Quantization Story

janimesh · September 3, 2019, 7:42pm

I think it is worthwhile to have a high-level quantization post explaining the flow and mentioning developers who are involved in different steps. This should improve collaboration, while also putting a high-level story to anybody who wants to explore TVM for quantization.

Frameworks to Relay

As shown in the above figure, there are two different parallel efforts ongoing

Automatic Integer Quantization (@ziheng, @vinx13) - It takes a FP32 framework graph and automatically converts it to Int8 within Relay.
Accepting Pre-quantized Integer models (@janimesh, @shoubhik) - This approach accepts a pre-quantized model, introduces a Relay dialect called QNN and generates an Int8 Relay graph.

There are few discussions around Relay Automatic FP16 Downcasting. There has not been any RFC yet. @xyzhou and @janimesh are exploring/prototyping this and plan to put up a RFC in next couple of weeks.

Relay Optimizations

Target-independent Relay passes - TVM community is continuously adding these passes.
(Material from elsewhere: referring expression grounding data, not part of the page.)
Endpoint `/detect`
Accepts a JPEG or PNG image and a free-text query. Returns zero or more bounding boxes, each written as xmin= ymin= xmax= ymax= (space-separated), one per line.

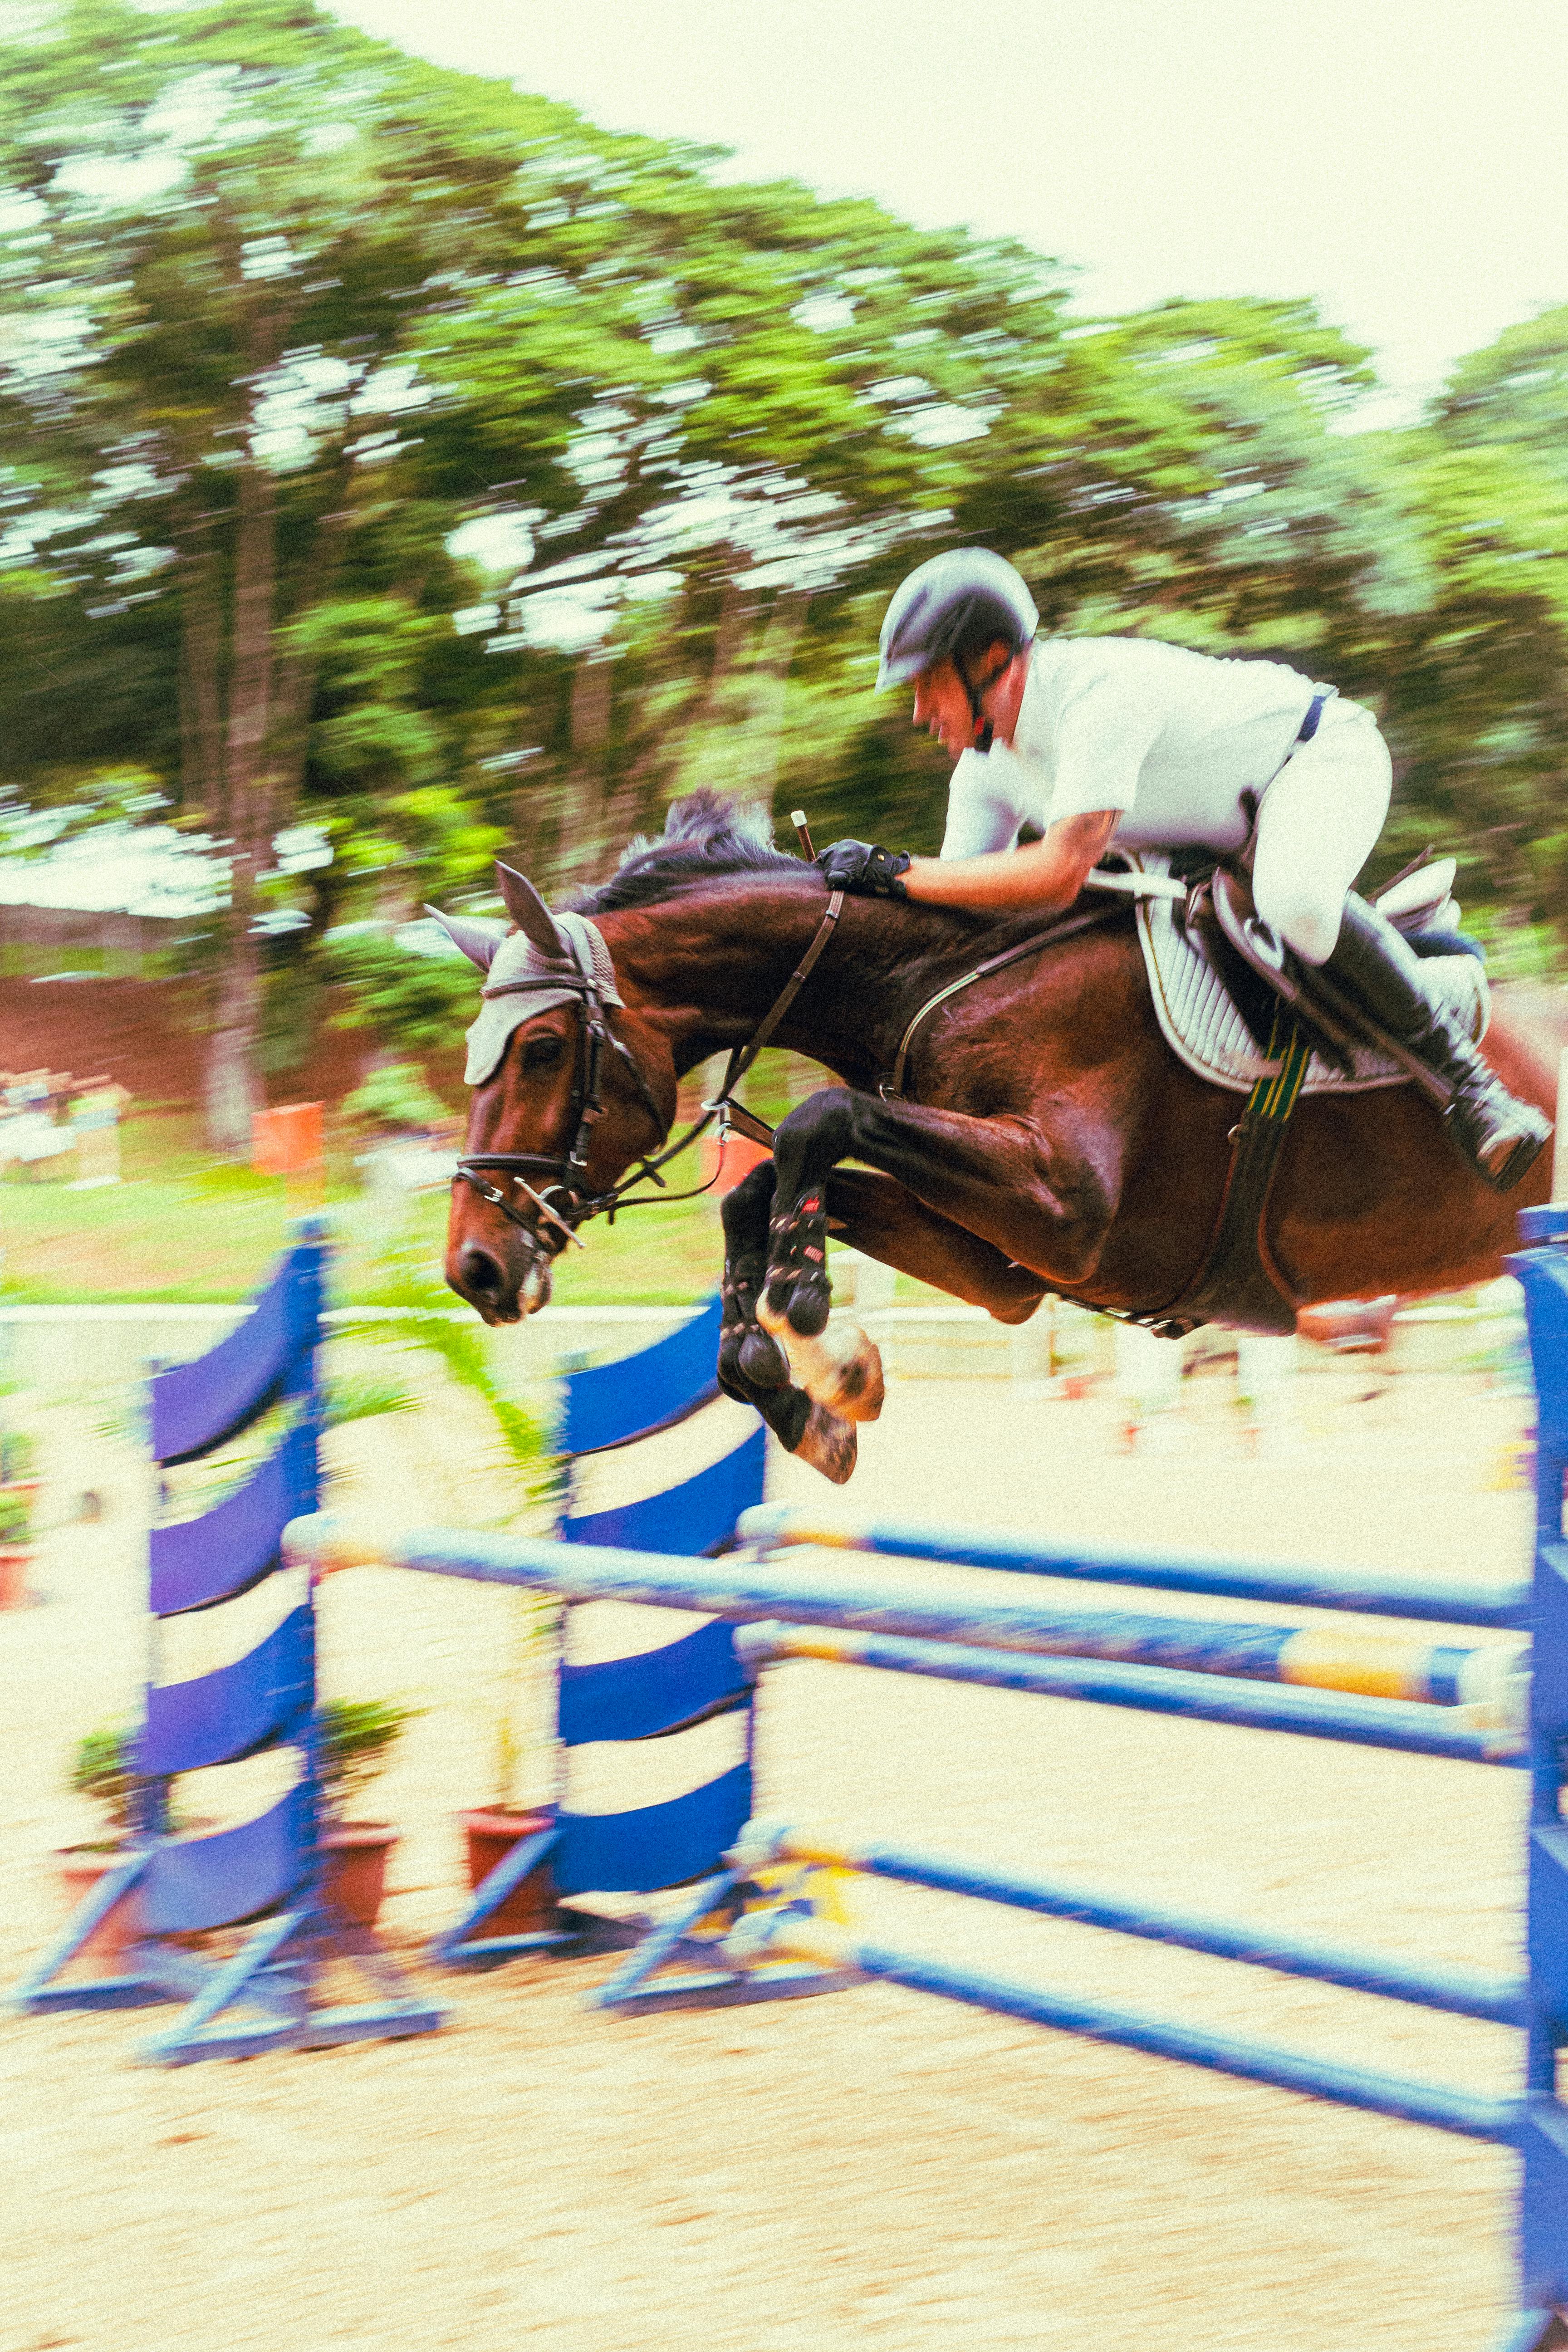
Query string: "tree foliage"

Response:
xmin=3 ymin=0 xmax=1568 ymax=1137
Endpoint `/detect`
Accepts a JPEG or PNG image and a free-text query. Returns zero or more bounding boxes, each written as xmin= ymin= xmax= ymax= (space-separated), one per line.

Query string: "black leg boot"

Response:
xmin=1322 ymin=896 xmax=1550 ymax=1190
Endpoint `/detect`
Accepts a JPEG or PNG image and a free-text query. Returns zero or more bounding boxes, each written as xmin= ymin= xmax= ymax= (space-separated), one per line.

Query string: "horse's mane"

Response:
xmin=568 ymin=791 xmax=813 ymax=916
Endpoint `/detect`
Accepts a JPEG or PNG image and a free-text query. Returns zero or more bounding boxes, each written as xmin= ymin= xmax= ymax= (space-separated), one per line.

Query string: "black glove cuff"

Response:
xmin=867 ymin=846 xmax=911 ymax=899
xmin=817 ymin=840 xmax=911 ymax=898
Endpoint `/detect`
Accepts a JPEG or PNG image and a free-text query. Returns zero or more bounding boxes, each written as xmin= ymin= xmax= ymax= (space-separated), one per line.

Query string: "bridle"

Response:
xmin=454 ymin=892 xmax=846 ymax=1255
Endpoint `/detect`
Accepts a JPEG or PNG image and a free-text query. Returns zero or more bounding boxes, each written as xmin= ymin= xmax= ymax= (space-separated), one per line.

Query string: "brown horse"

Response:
xmin=442 ymin=798 xmax=1563 ymax=1481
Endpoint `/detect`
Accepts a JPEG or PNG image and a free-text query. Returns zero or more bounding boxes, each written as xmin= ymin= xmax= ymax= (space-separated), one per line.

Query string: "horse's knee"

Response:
xmin=774 ymin=1088 xmax=856 ymax=1173
xmin=720 ymin=1157 xmax=774 ymax=1252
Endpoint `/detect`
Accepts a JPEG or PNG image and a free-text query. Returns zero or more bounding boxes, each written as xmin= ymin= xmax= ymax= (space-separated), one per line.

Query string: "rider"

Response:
xmin=817 ymin=546 xmax=1549 ymax=1190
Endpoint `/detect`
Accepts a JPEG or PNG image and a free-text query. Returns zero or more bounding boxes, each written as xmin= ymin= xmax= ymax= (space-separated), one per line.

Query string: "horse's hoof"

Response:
xmin=823 ymin=1332 xmax=884 ymax=1424
xmin=758 ymin=1276 xmax=830 ymax=1342
xmin=736 ymin=1325 xmax=790 ymax=1390
xmin=785 ymin=1277 xmax=832 ymax=1338
xmin=794 ymin=1402 xmax=858 ymax=1484
xmin=760 ymin=1274 xmax=798 ymax=1330
xmin=756 ymin=1299 xmax=885 ymax=1425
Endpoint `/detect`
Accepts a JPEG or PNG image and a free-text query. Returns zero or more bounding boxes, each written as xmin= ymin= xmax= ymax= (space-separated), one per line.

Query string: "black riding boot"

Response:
xmin=1323 ymin=896 xmax=1550 ymax=1191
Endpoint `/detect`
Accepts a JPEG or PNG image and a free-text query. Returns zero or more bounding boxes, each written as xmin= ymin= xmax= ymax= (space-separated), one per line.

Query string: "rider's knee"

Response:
xmin=1253 ymin=874 xmax=1343 ymax=967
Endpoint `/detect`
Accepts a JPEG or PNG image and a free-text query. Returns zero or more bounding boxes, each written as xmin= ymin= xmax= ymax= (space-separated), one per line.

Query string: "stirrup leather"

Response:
xmin=1209 ymin=871 xmax=1452 ymax=1109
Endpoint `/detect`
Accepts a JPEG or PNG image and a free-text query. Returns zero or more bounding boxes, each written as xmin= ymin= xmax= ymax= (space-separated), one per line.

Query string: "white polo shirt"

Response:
xmin=939 ymin=636 xmax=1322 ymax=859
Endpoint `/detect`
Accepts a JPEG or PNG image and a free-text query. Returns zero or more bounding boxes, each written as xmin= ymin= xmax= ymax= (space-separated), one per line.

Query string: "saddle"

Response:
xmin=1125 ymin=850 xmax=1488 ymax=1095
xmin=1108 ymin=851 xmax=1488 ymax=1338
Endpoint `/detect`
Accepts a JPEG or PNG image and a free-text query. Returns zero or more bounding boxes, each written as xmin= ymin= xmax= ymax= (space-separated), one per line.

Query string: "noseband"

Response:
xmin=454 ymin=892 xmax=845 ymax=1251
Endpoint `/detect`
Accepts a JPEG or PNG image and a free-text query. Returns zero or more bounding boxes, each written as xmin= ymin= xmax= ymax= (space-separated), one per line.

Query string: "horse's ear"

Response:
xmin=495 ymin=861 xmax=571 ymax=962
xmin=423 ymin=906 xmax=507 ymax=972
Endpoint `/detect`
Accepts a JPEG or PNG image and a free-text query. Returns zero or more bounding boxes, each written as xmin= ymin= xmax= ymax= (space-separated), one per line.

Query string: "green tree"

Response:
xmin=0 ymin=1 xmax=676 ymax=1137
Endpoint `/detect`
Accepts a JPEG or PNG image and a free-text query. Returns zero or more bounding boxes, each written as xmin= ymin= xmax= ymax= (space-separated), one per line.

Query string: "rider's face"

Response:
xmin=912 ymin=659 xmax=977 ymax=757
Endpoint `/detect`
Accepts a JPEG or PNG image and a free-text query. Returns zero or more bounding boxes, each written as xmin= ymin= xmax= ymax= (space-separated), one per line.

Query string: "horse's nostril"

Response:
xmin=460 ymin=1245 xmax=507 ymax=1298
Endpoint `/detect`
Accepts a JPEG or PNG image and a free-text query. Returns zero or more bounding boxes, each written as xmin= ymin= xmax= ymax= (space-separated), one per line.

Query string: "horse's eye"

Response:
xmin=523 ymin=1034 xmax=564 ymax=1071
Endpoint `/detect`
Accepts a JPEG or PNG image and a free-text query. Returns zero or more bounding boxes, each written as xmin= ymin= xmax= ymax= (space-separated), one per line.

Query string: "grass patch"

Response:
xmin=0 ymin=1106 xmax=727 ymax=1305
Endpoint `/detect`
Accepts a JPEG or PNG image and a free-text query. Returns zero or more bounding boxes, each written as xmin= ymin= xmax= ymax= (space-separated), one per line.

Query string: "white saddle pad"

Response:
xmin=1127 ymin=852 xmax=1490 ymax=1097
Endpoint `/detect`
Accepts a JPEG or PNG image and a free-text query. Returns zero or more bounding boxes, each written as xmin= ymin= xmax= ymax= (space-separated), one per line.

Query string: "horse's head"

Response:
xmin=437 ymin=860 xmax=677 ymax=1324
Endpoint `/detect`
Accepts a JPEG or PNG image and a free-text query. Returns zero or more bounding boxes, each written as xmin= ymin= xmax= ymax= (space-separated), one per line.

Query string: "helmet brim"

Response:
xmin=876 ymin=648 xmax=932 ymax=692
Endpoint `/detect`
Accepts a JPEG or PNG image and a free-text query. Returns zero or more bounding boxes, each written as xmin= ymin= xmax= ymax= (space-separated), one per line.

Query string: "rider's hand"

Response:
xmin=816 ymin=839 xmax=911 ymax=899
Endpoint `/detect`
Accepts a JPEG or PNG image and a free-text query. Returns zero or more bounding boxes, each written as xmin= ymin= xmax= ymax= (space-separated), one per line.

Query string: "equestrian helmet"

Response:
xmin=876 ymin=548 xmax=1039 ymax=691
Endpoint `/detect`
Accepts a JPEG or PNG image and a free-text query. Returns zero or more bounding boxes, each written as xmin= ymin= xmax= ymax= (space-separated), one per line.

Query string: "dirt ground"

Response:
xmin=0 ymin=1353 xmax=1537 ymax=2352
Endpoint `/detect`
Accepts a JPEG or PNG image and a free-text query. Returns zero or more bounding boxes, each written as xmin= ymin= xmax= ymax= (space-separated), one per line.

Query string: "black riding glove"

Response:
xmin=816 ymin=839 xmax=911 ymax=899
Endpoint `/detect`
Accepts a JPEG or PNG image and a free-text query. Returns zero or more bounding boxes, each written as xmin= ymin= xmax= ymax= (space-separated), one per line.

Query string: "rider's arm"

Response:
xmin=902 ymin=808 xmax=1122 ymax=913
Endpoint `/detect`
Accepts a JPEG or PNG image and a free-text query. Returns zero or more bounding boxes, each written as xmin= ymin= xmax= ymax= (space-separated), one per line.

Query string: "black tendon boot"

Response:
xmin=1323 ymin=896 xmax=1550 ymax=1190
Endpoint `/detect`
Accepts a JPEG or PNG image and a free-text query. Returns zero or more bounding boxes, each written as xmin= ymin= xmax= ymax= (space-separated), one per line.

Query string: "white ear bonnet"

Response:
xmin=462 ymin=912 xmax=622 ymax=1086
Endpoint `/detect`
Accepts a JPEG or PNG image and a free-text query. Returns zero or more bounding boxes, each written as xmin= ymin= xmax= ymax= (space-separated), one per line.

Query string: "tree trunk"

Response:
xmin=556 ymin=649 xmax=616 ymax=887
xmin=203 ymin=913 xmax=264 ymax=1152
xmin=678 ymin=564 xmax=754 ymax=793
xmin=176 ymin=529 xmax=226 ymax=823
xmin=746 ymin=589 xmax=810 ymax=803
xmin=202 ymin=451 xmax=279 ymax=1153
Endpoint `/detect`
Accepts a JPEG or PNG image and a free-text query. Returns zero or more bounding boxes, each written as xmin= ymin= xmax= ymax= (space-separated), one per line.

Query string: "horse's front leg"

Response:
xmin=717 ymin=1160 xmax=859 ymax=1484
xmin=763 ymin=1086 xmax=1117 ymax=1349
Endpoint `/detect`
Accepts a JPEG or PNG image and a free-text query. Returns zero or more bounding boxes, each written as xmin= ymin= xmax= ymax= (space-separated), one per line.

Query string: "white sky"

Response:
xmin=327 ymin=0 xmax=1568 ymax=427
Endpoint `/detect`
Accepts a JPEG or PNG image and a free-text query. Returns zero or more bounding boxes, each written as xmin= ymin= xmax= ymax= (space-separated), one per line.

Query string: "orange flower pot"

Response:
xmin=55 ymin=1847 xmax=145 ymax=1976
xmin=458 ymin=1808 xmax=559 ymax=1934
xmin=698 ymin=1130 xmax=773 ymax=1196
xmin=0 ymin=1547 xmax=32 ymax=1610
xmin=321 ymin=1823 xmax=399 ymax=1929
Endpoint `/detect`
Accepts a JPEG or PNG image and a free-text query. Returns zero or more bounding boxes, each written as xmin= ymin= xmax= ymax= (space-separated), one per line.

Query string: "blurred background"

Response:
xmin=2 ymin=0 xmax=1567 ymax=1305
xmin=0 ymin=25 xmax=1555 ymax=2341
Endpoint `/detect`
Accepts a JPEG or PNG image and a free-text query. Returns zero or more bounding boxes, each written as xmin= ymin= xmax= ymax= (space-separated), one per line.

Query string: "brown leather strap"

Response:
xmin=706 ymin=892 xmax=846 ymax=1142
xmin=720 ymin=1100 xmax=782 ymax=1150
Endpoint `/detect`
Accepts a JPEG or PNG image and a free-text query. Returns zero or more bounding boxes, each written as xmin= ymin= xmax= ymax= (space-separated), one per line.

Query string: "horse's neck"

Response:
xmin=598 ymin=888 xmax=945 ymax=1086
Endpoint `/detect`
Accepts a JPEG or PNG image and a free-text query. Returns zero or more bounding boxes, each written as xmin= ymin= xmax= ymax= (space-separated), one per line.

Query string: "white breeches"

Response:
xmin=1251 ymin=696 xmax=1392 ymax=965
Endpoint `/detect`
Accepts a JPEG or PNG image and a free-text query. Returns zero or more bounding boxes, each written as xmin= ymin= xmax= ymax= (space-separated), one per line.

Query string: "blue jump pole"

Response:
xmin=751 ymin=1824 xmax=1525 ymax=2025
xmin=734 ymin=1906 xmax=1519 ymax=2145
xmin=741 ymin=1606 xmax=1498 ymax=1706
xmin=737 ymin=1623 xmax=1523 ymax=1765
xmin=284 ymin=1519 xmax=1524 ymax=1763
xmin=735 ymin=1503 xmax=1531 ymax=1632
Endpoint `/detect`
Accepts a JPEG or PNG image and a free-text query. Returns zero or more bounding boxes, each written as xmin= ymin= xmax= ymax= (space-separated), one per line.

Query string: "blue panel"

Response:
xmin=142 ymin=1783 xmax=311 ymax=1935
xmin=151 ymin=1243 xmax=321 ymax=1464
xmin=1520 ymin=2097 xmax=1568 ymax=2308
xmin=559 ymin=1621 xmax=750 ymax=1747
xmin=1510 ymin=1243 xmax=1568 ymax=1454
xmin=150 ymin=1425 xmax=318 ymax=1617
xmin=141 ymin=1607 xmax=314 ymax=1776
xmin=552 ymin=1763 xmax=753 ymax=1896
xmin=562 ymin=1294 xmax=724 ymax=1455
xmin=1529 ymin=1823 xmax=1568 ymax=2029
xmin=563 ymin=1423 xmax=765 ymax=1557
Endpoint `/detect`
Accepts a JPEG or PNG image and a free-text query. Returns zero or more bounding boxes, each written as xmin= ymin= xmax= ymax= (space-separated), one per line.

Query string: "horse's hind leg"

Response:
xmin=719 ymin=1161 xmax=858 ymax=1483
xmin=822 ymin=1168 xmax=1049 ymax=1323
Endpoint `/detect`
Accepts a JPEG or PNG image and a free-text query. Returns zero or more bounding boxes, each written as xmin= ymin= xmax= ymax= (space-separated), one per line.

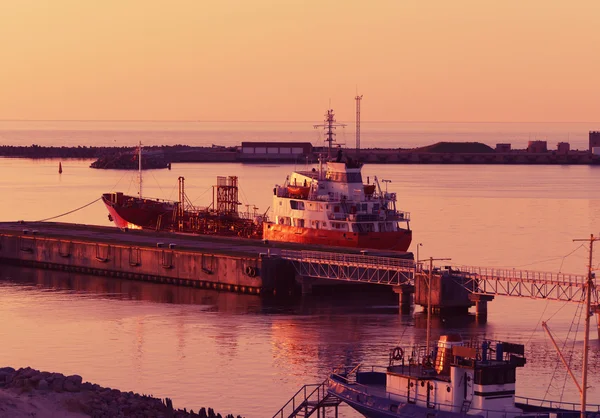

Examples are fuse constant, common subexpression elimination etc.
Target-dependent Relay passes - These passes transform the Relay graph to optimize it for the target. An example is Legalize or AlterOpLayout transform, where depending on the target, we change the layouts of convolution/dense layer. TVM community is working on improving on both infrastructure to enable such transformation, and adding target-specific layout transformations. Some of this infrastructure work is pre-requisite for a good overall design (https://github.com/dmlc/tvm/issues/3670).

Relay to Hardware

Once we have an optimized Relay graph, we need to write optimized schedules. Like FP32, we have to focus our efforts only on expensive ops like conv2d, dense etc. There are scattered efforts and TVM community is working on unifying them. Some of the developers that have worked on different backends (not necessarily Int8)

Intel x86 - Near future Int8 exploration is restricted to Skylake and Cascade lake (@janimesh, @yzhliu, @kevinthesun)
ARM - Some NHWC work going on currently for FP32. The plan is to extend this work to Int8 after FP32 work is finished (@jackwish, @FrozenGene, @thierry)
Nvidia - @vinx13

Others who are interested/heavily involved - tqchen, zhiics, ramana-arm, yzhliu

thierry · September 3, 2019, 7:02pm

Great to see this post @janimesh, great visual! I think that layout optimization is highly tied to getting good target-specific performance results, and it wouldn’t hurt to include in the picture where these layout optimizations come into place. Especially since different frameworks will dictate certain layours (NCHW vs. NHWC), and backends will impose layouts (NCHWc, NCHWnc).

thierry · September 4, 2019, 9:53pm

One more thing - for x86 target we are currently only supporting int8 operator on 1x1 convolutions. Is there a reason why we don’t support it on non point-wise convolutions?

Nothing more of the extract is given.